Editor’s Note: This post is brought to you by Camille Wilson, a patent attorney in Jacksonville, Florida, with extensive experience researching e-cigarettes. Enjoy!
Last January, in 2015, I[1] wrote about the patent evolution of e-cigarettes up until that point. I also made some general predictions about the e-cigarette industry, mostly favoring Big Tobacco. Only a short twenty months later, the entire landscape is about to change…and it will most likely favor Big Tobacco, in one way or another.
But why the shift?
In May 2016, the FDA finalized a rule (a very dense 134 page rule, to be exact) extending their regulatory power established by the Tobacco Control Act in 2007 to cover all tobacco products, which now includes e-cigarettes.

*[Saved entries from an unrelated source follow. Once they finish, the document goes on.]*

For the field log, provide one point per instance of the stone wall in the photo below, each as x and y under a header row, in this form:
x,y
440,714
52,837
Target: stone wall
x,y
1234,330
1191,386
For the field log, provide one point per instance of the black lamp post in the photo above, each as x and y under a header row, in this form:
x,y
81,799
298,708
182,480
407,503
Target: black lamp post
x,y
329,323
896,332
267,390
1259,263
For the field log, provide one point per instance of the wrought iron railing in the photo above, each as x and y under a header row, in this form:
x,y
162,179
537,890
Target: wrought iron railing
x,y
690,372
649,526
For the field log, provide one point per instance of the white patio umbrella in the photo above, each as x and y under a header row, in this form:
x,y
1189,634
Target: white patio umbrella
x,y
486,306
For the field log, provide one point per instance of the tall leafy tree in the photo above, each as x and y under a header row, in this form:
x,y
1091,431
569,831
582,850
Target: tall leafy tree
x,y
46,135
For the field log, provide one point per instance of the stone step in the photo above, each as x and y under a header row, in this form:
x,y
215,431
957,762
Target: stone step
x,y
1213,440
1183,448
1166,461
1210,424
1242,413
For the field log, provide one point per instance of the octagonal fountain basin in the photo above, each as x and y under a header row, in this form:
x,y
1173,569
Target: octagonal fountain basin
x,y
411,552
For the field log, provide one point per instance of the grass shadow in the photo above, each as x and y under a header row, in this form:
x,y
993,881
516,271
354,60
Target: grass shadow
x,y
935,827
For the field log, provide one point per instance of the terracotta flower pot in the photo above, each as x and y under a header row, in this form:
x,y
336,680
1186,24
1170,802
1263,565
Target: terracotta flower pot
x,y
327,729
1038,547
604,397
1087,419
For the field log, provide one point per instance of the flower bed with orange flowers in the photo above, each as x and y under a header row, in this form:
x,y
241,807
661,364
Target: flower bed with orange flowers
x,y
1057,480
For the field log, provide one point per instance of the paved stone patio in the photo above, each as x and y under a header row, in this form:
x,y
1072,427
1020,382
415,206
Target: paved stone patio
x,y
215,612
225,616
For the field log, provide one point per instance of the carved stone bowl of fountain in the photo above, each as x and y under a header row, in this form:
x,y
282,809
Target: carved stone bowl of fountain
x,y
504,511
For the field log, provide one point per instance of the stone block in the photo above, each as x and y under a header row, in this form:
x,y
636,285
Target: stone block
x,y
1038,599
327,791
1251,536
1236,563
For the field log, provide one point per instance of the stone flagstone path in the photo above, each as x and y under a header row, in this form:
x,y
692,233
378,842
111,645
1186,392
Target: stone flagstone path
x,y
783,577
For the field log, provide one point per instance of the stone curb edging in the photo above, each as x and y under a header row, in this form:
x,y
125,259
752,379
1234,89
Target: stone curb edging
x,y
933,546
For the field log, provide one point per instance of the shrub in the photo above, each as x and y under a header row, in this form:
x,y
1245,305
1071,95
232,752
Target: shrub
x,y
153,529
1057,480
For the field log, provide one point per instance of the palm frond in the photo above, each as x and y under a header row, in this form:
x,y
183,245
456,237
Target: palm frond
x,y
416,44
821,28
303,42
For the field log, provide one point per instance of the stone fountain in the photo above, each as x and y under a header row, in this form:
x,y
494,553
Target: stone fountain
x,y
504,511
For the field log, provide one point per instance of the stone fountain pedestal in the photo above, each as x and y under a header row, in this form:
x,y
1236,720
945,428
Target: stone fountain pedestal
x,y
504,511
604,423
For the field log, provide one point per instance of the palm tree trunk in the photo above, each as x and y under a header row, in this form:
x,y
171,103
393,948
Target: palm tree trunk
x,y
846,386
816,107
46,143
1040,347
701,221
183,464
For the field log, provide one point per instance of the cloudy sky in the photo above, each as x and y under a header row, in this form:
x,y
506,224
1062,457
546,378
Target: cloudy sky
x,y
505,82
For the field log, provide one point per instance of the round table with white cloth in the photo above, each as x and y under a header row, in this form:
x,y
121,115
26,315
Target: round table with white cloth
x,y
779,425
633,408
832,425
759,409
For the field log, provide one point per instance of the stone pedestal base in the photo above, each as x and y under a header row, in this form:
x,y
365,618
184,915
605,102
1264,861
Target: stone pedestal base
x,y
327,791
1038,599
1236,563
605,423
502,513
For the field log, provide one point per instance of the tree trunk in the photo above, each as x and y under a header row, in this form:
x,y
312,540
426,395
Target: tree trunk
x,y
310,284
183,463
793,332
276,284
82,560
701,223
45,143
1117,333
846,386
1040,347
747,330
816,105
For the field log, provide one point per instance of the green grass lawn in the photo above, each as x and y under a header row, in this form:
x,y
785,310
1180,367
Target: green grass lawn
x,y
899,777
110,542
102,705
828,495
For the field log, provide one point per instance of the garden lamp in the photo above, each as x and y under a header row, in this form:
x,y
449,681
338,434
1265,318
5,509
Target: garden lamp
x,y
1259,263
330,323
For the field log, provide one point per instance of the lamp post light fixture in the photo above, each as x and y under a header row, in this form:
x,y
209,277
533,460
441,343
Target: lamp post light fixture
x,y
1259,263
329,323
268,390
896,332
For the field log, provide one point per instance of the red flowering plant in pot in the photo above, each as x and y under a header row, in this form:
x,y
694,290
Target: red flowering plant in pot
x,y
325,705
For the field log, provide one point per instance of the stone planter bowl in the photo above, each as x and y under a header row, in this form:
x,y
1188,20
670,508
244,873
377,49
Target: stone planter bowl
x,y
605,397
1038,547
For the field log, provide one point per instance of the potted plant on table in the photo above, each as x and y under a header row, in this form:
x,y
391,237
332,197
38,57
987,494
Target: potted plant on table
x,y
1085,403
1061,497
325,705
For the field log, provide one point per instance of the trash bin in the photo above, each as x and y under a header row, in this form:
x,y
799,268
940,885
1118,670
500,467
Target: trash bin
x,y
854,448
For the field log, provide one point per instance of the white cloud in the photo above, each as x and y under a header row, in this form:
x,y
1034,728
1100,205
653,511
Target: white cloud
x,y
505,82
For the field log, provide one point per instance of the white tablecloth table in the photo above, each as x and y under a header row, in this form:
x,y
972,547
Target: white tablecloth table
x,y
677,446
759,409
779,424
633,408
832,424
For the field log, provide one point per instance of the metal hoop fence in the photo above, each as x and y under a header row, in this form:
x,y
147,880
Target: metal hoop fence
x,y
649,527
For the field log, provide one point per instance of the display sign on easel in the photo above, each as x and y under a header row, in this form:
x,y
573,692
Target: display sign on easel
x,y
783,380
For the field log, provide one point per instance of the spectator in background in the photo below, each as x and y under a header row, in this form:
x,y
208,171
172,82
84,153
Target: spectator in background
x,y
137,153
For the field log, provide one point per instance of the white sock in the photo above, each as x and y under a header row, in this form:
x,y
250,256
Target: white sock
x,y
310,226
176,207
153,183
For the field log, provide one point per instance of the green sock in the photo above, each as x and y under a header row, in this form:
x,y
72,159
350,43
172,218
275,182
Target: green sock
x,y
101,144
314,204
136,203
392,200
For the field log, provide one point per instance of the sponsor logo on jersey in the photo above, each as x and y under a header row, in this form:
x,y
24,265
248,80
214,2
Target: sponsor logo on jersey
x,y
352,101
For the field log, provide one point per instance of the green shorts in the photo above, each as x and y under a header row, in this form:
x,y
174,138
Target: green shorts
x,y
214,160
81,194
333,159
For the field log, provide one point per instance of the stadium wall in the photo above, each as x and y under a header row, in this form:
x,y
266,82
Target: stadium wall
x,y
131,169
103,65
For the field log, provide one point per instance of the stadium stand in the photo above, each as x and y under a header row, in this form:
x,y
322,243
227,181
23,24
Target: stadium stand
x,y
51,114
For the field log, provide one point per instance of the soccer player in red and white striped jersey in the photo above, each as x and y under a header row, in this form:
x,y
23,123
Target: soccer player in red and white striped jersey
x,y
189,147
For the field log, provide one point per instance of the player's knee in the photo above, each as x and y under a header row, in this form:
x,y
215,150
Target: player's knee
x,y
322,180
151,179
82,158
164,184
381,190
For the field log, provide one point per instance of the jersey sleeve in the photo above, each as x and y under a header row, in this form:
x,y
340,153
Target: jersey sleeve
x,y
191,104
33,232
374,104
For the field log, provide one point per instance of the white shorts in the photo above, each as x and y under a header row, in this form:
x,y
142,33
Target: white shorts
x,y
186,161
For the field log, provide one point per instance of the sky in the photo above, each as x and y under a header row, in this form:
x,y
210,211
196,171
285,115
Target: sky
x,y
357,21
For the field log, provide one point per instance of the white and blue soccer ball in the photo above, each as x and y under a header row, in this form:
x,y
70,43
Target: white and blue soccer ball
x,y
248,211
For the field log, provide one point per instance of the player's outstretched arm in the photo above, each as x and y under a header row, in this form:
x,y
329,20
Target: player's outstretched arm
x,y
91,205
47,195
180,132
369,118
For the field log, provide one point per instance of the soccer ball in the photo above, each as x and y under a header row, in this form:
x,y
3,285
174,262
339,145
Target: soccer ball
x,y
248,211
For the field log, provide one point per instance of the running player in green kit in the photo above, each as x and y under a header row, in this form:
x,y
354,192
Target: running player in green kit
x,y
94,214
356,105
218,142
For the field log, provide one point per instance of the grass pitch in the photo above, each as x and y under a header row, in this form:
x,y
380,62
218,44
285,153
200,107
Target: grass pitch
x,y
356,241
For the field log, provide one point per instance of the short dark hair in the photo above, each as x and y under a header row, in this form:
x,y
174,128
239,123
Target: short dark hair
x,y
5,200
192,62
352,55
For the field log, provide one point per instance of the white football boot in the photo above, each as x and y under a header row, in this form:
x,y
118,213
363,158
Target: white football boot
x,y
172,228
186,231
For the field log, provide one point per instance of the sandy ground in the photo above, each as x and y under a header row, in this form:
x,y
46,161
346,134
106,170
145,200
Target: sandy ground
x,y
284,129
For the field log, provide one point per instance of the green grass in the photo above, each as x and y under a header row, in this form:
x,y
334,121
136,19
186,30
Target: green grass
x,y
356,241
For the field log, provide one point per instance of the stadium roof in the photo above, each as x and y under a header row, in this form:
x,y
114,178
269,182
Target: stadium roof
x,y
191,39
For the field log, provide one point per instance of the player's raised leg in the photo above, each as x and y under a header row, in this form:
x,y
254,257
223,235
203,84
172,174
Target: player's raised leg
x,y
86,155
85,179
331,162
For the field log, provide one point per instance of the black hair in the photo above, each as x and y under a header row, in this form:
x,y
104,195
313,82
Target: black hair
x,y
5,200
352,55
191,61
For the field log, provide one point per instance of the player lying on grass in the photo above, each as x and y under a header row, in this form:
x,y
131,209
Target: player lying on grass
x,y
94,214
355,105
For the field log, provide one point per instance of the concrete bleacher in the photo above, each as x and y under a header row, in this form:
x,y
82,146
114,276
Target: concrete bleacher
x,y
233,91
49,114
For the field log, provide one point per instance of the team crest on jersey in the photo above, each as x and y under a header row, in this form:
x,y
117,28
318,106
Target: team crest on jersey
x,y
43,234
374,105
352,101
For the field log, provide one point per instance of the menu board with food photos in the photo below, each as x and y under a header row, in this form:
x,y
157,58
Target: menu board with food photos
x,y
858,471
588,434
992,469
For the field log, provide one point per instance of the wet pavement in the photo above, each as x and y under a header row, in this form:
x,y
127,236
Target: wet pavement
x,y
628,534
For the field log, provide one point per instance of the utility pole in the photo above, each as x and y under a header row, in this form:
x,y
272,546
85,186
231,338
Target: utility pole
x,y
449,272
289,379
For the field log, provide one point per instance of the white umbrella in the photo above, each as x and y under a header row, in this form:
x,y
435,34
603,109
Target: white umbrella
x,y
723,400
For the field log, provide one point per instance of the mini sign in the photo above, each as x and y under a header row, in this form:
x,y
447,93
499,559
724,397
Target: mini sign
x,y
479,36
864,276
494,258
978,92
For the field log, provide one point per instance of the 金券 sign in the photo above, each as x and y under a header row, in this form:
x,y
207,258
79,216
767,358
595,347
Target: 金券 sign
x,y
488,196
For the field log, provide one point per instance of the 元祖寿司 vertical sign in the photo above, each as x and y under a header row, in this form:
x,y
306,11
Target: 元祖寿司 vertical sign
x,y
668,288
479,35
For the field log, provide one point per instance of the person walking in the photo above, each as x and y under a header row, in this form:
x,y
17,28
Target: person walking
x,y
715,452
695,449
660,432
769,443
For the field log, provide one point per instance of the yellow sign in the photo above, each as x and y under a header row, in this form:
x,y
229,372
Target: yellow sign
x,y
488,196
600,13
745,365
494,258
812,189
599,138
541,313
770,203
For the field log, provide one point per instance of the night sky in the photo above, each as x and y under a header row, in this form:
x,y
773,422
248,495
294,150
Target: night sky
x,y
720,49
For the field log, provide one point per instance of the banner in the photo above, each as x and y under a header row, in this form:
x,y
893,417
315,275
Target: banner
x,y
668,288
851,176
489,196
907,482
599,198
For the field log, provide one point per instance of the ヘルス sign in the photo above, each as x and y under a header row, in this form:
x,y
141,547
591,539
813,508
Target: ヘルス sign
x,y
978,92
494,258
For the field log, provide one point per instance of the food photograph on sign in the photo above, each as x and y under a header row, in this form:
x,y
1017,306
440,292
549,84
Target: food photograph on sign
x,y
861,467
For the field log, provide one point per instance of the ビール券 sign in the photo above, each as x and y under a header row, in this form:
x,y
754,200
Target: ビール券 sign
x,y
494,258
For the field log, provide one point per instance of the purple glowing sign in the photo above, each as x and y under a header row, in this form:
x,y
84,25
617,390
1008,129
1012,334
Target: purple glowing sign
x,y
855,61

That rule officially went into effect on August 8, 2016, starting the clock for the entire industry to disprove that their products are “not appropriate for the protection of public health.” (“Deeming Tobacco Products To Be Subject to the Federal Food, Drug, and Cosmetic Act”, as Amended by the Family Smoking Prevention and Tobacco Control Act; Restrictions on the Sale and Distribution of Tobacco Products and Required Warning Statements for Tobacco Products, 81 Fed. Reg. 28975, May 10, 2016) (Amending 21 C.F.R. §§ 1100, 1140, and 1143). I use the term “disprove” because the entire rule seems to presume that all e-cigarette products do not protect public health; so, the onus is placed on the manufacturers to prove otherwise.